Chaque mois, la catastrophe atteint de nouvelles profondeurs. La nécessité d’une attention urgente et d’une réponse immédiate demeure. Pourtant, penser uniquement à l’humanitaire occulte les causes profondes de la violence, qui sont façonnées par le colonialisme et le capitalisme racial. Le désir d’affronter enfin ces forces historiques a donné naissance à la révolution de décembre 2018 au Soudan, propulsant le pays dans l’un des mouvements d’émancipation les plus puissants du XXIe siècle. L’exclusion de la révolution de décembre et de ses revendications, résumées dans son slogan « Liberté, paix et justice », des discussions politiques n’est pas seulement un échec théorique : elle a eu un effet sur le terrain, sapant la capacité des gens à exercer leur pouvoir d’action pour s’aider eux-mêmes.

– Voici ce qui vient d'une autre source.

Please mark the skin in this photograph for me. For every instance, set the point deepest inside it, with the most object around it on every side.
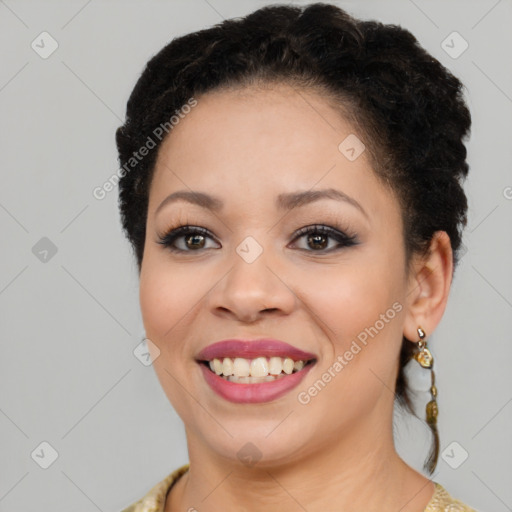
(337, 451)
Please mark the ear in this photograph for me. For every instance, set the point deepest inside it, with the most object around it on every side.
(428, 287)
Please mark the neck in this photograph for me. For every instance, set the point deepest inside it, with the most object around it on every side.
(357, 472)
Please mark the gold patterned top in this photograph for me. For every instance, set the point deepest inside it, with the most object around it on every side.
(154, 500)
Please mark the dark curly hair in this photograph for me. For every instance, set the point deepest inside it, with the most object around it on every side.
(408, 107)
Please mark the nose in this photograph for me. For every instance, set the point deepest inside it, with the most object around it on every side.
(248, 291)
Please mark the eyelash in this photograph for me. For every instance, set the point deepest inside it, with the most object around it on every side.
(343, 239)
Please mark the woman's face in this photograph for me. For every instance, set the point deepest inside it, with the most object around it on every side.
(252, 276)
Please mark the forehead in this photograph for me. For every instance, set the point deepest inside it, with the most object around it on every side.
(259, 140)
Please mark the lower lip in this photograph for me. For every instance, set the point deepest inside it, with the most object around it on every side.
(253, 393)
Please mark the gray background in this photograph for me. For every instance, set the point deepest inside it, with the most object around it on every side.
(70, 322)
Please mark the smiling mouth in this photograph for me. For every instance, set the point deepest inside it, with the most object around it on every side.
(257, 370)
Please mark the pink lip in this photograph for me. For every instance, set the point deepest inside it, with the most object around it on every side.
(251, 349)
(253, 393)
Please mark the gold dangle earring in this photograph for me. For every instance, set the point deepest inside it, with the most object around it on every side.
(424, 357)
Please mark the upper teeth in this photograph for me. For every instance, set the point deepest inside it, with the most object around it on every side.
(259, 367)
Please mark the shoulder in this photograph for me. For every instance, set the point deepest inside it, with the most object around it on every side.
(154, 499)
(442, 501)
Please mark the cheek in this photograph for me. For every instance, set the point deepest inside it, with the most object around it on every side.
(166, 295)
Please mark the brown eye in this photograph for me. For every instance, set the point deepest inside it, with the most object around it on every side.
(195, 238)
(317, 238)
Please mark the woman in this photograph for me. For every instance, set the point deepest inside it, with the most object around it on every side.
(292, 191)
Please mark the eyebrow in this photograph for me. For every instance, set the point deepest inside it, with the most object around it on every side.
(285, 201)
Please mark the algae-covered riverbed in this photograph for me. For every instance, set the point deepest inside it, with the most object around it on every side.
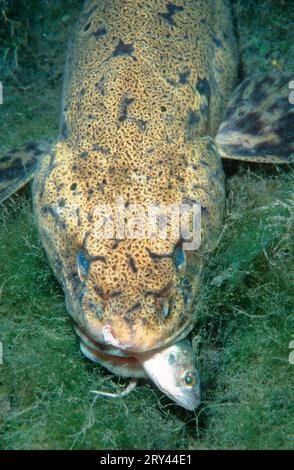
(246, 311)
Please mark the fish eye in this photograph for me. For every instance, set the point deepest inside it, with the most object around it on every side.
(180, 259)
(83, 264)
(189, 378)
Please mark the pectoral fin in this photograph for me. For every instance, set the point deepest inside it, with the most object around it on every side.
(18, 166)
(258, 125)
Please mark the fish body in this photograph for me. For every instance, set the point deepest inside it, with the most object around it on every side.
(145, 122)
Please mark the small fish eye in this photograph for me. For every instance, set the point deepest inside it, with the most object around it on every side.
(165, 308)
(189, 378)
(83, 264)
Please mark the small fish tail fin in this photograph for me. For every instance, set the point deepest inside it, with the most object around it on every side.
(258, 125)
(17, 166)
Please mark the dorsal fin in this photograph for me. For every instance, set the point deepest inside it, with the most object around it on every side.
(258, 125)
(18, 166)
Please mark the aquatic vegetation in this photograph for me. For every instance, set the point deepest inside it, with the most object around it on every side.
(245, 314)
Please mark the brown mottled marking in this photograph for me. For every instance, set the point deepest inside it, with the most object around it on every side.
(144, 83)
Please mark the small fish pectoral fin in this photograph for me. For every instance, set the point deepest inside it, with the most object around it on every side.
(258, 125)
(17, 167)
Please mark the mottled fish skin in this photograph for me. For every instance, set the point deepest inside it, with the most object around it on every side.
(145, 82)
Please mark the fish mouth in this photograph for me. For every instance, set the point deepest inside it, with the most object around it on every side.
(157, 365)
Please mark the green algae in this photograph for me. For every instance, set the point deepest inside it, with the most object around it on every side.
(245, 313)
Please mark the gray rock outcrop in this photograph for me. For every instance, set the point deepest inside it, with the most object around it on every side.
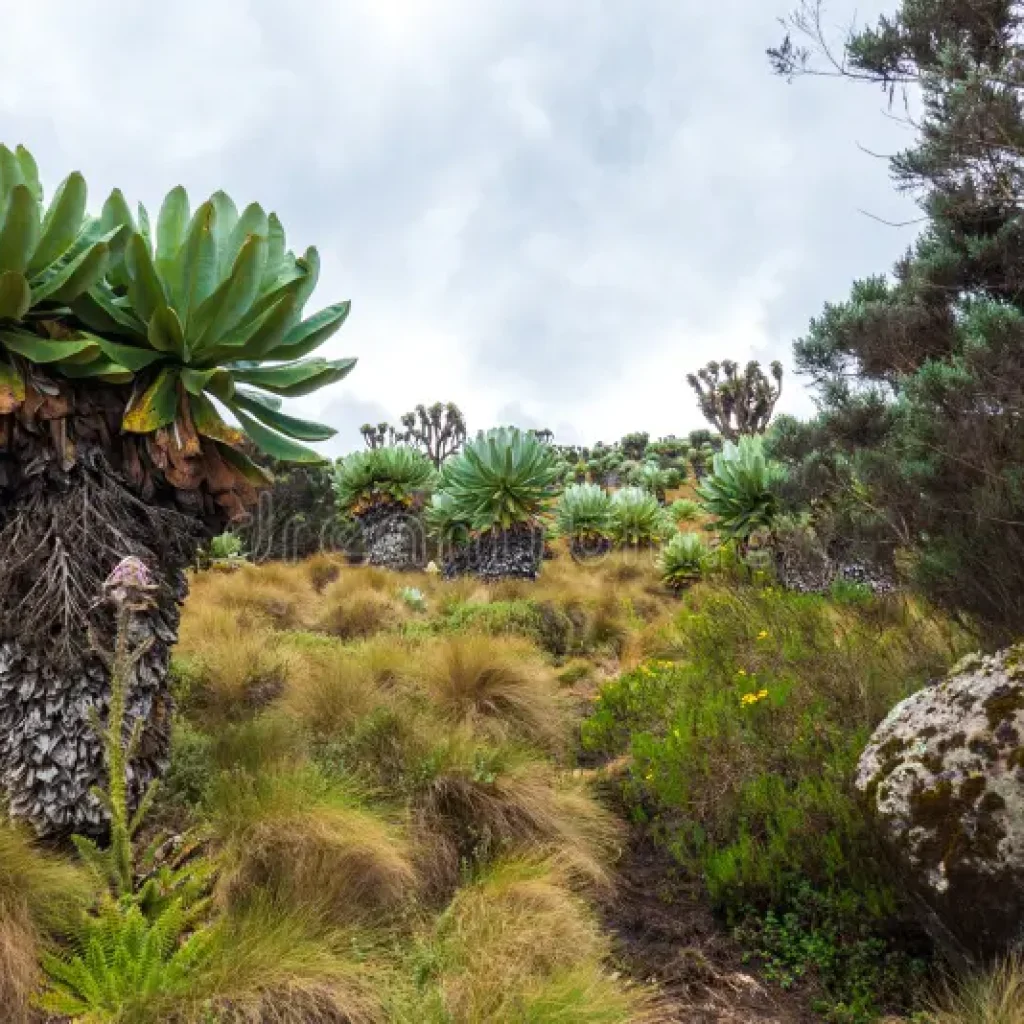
(944, 778)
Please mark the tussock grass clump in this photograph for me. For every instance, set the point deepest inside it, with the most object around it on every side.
(745, 730)
(498, 685)
(992, 996)
(40, 895)
(278, 593)
(354, 614)
(484, 801)
(323, 569)
(518, 945)
(232, 667)
(308, 844)
(334, 686)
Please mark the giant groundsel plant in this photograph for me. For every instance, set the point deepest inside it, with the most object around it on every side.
(140, 365)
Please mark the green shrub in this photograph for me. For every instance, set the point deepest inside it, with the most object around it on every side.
(684, 510)
(828, 939)
(744, 743)
(652, 478)
(741, 488)
(682, 560)
(190, 769)
(502, 478)
(392, 475)
(637, 519)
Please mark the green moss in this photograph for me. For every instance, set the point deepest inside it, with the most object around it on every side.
(1000, 707)
(991, 802)
(956, 739)
(890, 754)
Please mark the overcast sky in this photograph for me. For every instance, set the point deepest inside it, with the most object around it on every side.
(547, 211)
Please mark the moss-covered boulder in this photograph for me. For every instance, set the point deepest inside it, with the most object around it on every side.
(943, 776)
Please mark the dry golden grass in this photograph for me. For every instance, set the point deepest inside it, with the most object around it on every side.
(279, 593)
(518, 945)
(39, 893)
(355, 614)
(323, 569)
(499, 685)
(310, 846)
(274, 965)
(236, 666)
(993, 996)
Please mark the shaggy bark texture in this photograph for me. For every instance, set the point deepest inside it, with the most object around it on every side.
(70, 511)
(393, 537)
(50, 755)
(500, 554)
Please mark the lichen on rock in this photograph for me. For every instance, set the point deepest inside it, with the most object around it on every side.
(943, 776)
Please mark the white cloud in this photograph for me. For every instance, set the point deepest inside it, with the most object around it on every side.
(548, 210)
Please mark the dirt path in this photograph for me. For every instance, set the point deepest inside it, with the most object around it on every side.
(665, 933)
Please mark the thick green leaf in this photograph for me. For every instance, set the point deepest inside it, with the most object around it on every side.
(30, 172)
(11, 173)
(15, 296)
(225, 217)
(257, 338)
(76, 278)
(45, 350)
(61, 223)
(274, 253)
(266, 400)
(274, 444)
(165, 332)
(172, 228)
(19, 231)
(144, 227)
(232, 298)
(291, 426)
(157, 407)
(209, 423)
(199, 257)
(252, 221)
(126, 355)
(310, 334)
(256, 475)
(144, 290)
(116, 214)
(310, 262)
(198, 381)
(295, 379)
(102, 369)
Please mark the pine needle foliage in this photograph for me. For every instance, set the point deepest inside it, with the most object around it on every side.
(741, 491)
(585, 513)
(637, 519)
(503, 478)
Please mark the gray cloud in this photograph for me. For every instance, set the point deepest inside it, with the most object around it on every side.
(547, 210)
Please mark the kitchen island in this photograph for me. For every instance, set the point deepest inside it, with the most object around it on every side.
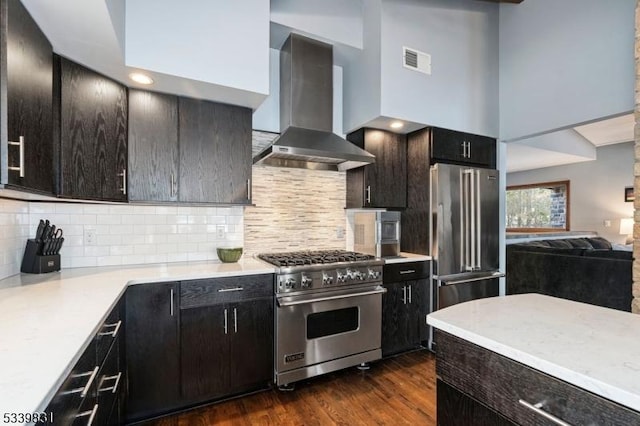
(526, 358)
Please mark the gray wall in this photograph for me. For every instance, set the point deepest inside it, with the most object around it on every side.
(462, 38)
(597, 188)
(563, 63)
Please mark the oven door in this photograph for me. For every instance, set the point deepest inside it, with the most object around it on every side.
(320, 327)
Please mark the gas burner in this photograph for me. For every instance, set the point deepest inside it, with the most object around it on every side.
(300, 258)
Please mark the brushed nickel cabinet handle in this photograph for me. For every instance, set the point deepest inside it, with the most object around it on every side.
(235, 320)
(111, 333)
(124, 181)
(91, 414)
(20, 167)
(85, 389)
(537, 408)
(113, 388)
(226, 290)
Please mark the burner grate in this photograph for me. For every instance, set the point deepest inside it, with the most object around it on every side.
(301, 258)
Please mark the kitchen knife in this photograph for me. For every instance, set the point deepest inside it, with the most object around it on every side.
(40, 230)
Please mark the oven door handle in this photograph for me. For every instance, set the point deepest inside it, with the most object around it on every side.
(378, 290)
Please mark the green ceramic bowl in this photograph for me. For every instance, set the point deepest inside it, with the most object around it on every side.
(229, 254)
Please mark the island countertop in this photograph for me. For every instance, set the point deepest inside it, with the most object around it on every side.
(594, 348)
(47, 320)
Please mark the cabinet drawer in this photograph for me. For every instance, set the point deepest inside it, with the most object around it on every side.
(223, 290)
(110, 381)
(77, 389)
(501, 383)
(405, 271)
(108, 333)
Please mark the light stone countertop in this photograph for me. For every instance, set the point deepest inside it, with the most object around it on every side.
(407, 257)
(591, 347)
(47, 320)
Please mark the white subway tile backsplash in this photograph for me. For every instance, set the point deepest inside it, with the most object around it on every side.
(124, 234)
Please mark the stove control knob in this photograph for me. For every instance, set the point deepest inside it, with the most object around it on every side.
(306, 281)
(326, 279)
(290, 283)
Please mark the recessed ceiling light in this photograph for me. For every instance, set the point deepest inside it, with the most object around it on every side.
(140, 78)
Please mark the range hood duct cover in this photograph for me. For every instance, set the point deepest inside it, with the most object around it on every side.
(306, 112)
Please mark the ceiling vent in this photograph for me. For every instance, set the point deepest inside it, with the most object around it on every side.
(416, 60)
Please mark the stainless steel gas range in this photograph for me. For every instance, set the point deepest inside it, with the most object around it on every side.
(328, 312)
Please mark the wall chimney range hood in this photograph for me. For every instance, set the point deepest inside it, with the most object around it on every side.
(306, 112)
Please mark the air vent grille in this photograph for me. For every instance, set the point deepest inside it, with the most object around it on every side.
(416, 60)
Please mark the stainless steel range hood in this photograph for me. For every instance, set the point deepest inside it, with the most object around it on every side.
(306, 112)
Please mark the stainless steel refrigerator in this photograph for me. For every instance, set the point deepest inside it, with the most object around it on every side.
(464, 237)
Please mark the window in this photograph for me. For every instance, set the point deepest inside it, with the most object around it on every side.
(538, 207)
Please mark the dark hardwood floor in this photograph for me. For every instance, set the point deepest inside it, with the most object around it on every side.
(399, 390)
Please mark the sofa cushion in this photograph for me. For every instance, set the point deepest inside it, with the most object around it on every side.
(599, 243)
(559, 244)
(609, 254)
(579, 243)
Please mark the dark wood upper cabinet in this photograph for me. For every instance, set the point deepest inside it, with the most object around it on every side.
(215, 152)
(93, 134)
(153, 146)
(449, 146)
(28, 157)
(384, 183)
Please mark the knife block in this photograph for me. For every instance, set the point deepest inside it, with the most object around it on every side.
(33, 263)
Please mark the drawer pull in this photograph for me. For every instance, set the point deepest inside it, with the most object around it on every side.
(226, 290)
(111, 333)
(91, 414)
(537, 408)
(85, 389)
(113, 388)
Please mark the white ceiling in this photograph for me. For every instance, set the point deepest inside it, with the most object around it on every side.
(91, 32)
(525, 155)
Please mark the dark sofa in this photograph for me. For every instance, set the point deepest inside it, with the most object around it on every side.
(582, 269)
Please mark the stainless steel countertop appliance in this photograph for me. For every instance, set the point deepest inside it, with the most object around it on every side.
(328, 312)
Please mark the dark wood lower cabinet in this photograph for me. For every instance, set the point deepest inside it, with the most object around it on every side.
(226, 349)
(404, 307)
(153, 351)
(504, 386)
(198, 341)
(456, 408)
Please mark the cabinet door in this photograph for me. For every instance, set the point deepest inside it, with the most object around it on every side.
(153, 146)
(205, 333)
(215, 152)
(29, 100)
(152, 346)
(384, 183)
(447, 146)
(455, 408)
(398, 323)
(251, 350)
(93, 134)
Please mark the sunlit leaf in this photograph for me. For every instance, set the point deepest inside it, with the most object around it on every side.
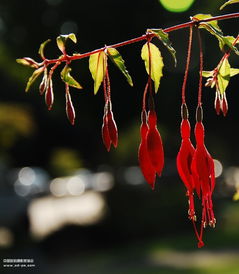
(163, 37)
(223, 76)
(97, 66)
(42, 47)
(233, 72)
(228, 3)
(67, 78)
(26, 61)
(151, 50)
(61, 41)
(33, 78)
(117, 59)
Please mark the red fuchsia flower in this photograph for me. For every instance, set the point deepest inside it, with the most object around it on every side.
(150, 153)
(145, 164)
(105, 132)
(70, 111)
(204, 178)
(49, 95)
(184, 162)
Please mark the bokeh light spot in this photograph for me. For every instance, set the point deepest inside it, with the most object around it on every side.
(176, 6)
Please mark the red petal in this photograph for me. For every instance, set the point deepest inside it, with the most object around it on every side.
(217, 104)
(105, 133)
(184, 162)
(143, 156)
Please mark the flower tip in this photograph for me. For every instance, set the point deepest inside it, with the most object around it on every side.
(200, 244)
(152, 185)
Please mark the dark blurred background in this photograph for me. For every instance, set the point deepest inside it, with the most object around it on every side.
(65, 202)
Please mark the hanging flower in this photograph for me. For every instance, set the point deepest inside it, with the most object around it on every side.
(184, 161)
(144, 160)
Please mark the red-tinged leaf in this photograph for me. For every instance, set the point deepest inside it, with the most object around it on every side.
(113, 132)
(154, 144)
(33, 78)
(143, 156)
(43, 84)
(105, 133)
(202, 163)
(224, 105)
(49, 95)
(70, 111)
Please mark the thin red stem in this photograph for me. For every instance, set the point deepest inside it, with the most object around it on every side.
(200, 68)
(193, 22)
(187, 64)
(144, 97)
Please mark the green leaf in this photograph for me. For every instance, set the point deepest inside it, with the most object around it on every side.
(156, 62)
(223, 76)
(201, 16)
(233, 72)
(228, 3)
(42, 47)
(67, 78)
(26, 61)
(61, 41)
(213, 28)
(207, 73)
(163, 37)
(33, 78)
(117, 59)
(97, 66)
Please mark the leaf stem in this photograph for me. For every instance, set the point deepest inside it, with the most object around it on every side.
(193, 22)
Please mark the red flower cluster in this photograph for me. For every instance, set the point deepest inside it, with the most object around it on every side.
(109, 129)
(196, 169)
(220, 103)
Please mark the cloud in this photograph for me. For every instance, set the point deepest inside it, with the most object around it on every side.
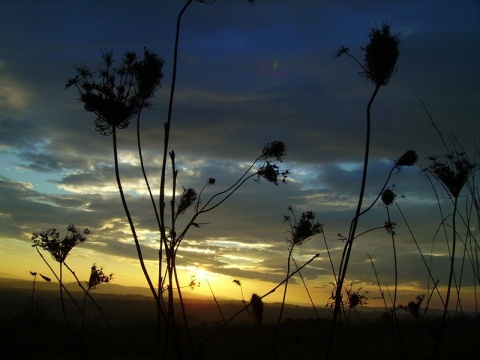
(246, 76)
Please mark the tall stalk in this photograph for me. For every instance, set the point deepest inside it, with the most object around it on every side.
(353, 227)
(381, 55)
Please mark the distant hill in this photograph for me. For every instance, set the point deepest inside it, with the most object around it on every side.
(73, 286)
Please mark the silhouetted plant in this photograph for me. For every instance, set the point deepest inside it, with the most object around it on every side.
(34, 274)
(59, 249)
(97, 277)
(413, 307)
(120, 94)
(301, 230)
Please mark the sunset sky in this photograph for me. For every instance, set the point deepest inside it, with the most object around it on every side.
(247, 75)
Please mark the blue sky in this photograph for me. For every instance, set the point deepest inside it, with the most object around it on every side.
(248, 75)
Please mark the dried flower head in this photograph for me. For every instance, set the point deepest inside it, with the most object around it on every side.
(121, 92)
(272, 173)
(302, 230)
(188, 198)
(274, 150)
(59, 249)
(98, 277)
(409, 158)
(381, 55)
(453, 172)
(414, 306)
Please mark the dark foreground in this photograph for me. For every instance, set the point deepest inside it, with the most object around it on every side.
(37, 330)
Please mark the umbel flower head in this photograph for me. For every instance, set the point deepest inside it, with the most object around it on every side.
(59, 249)
(381, 55)
(98, 277)
(453, 172)
(121, 92)
(305, 228)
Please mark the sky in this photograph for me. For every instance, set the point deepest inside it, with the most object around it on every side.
(247, 75)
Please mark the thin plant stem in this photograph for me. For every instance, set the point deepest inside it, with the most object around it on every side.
(306, 289)
(282, 306)
(353, 227)
(261, 297)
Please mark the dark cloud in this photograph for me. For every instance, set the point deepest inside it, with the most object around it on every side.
(246, 76)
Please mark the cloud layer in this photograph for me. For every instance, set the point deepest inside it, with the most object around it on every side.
(247, 76)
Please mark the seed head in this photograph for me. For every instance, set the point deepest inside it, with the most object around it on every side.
(381, 55)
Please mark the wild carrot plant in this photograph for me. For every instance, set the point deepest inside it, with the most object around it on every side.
(380, 60)
(119, 94)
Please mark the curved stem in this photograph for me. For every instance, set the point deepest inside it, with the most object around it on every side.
(353, 226)
(129, 216)
(283, 300)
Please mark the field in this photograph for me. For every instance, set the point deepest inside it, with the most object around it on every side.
(40, 332)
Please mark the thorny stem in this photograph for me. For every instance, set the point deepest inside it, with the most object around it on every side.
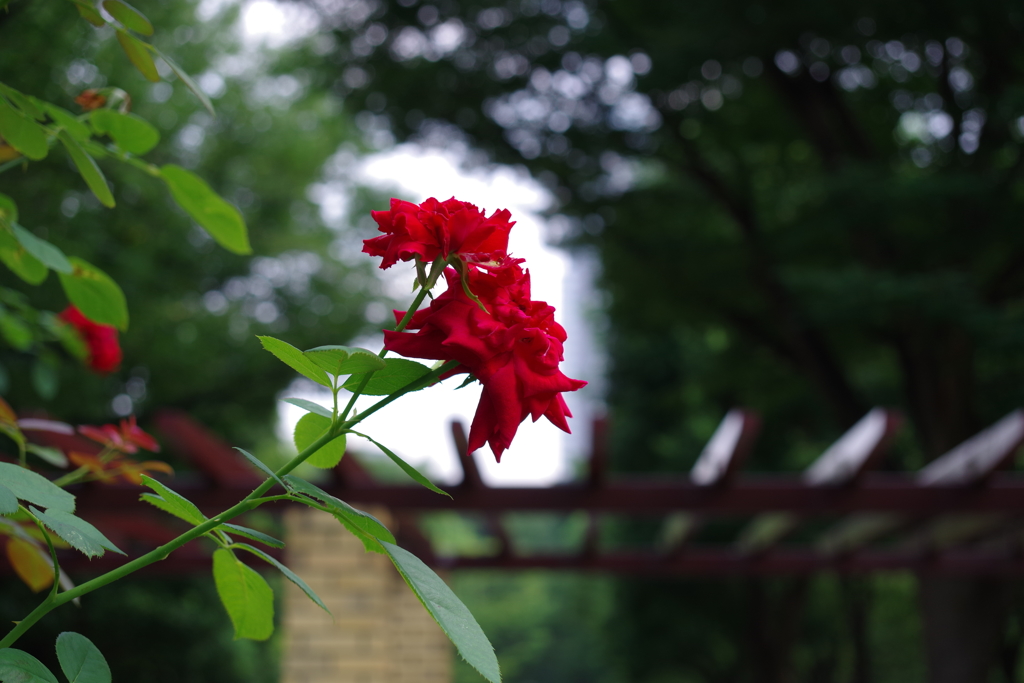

De la catastrophe humanitaire à la guerre par procuration
La catastrophe humanitaire au Soudan a produit des chiffres catastrophiques. Plus de 10 millions de personnes ont été déplacées au cours de l’année écoulée (y compris la plupart de nos familles), et trois millions de personnes ont traversé la frontière dans des tentatives de plus en plus désespérées de trouver refuge. Malgré les avertissements persistants selon lesquels la famine est déjà en cours, menaçant plus de 25 millions de personnes , moins de 20 pour cent de l’aide demandée par l’ONU a été reçue. Les pillages, les coupures d’électricité et les attaques ciblées des RSF contre les agriculteurs ont perturbé la saison des semis. Les RSF ont poursuivi leurs campagnes de nettoyage ethnique visant les Massalit et d’autres groupes non arabes au Darfour. Au Darfour, à Khartoum et dans d’autres zones de combats actifs, les violences sexuelles contre les femmes et les filles sont généralisées et non traitées. Dans tout le pays, 19 millions d’enfants ont perdu l’accès à l’éducation, les institutions de l’État s’effondrant et les écoles désaffectées se transformant en abris. Au moment où nous écrivons ces lignes, El Fasher, capitale du Darfour-Nord et l’une des plus grandes villes du pays, est assiégée par les bombardements et la famine, un peu comme à Gaza. La réponse lamentable de la soi-disant communauté internationale est honteuse et est façonnée par le racisme anti-Noir.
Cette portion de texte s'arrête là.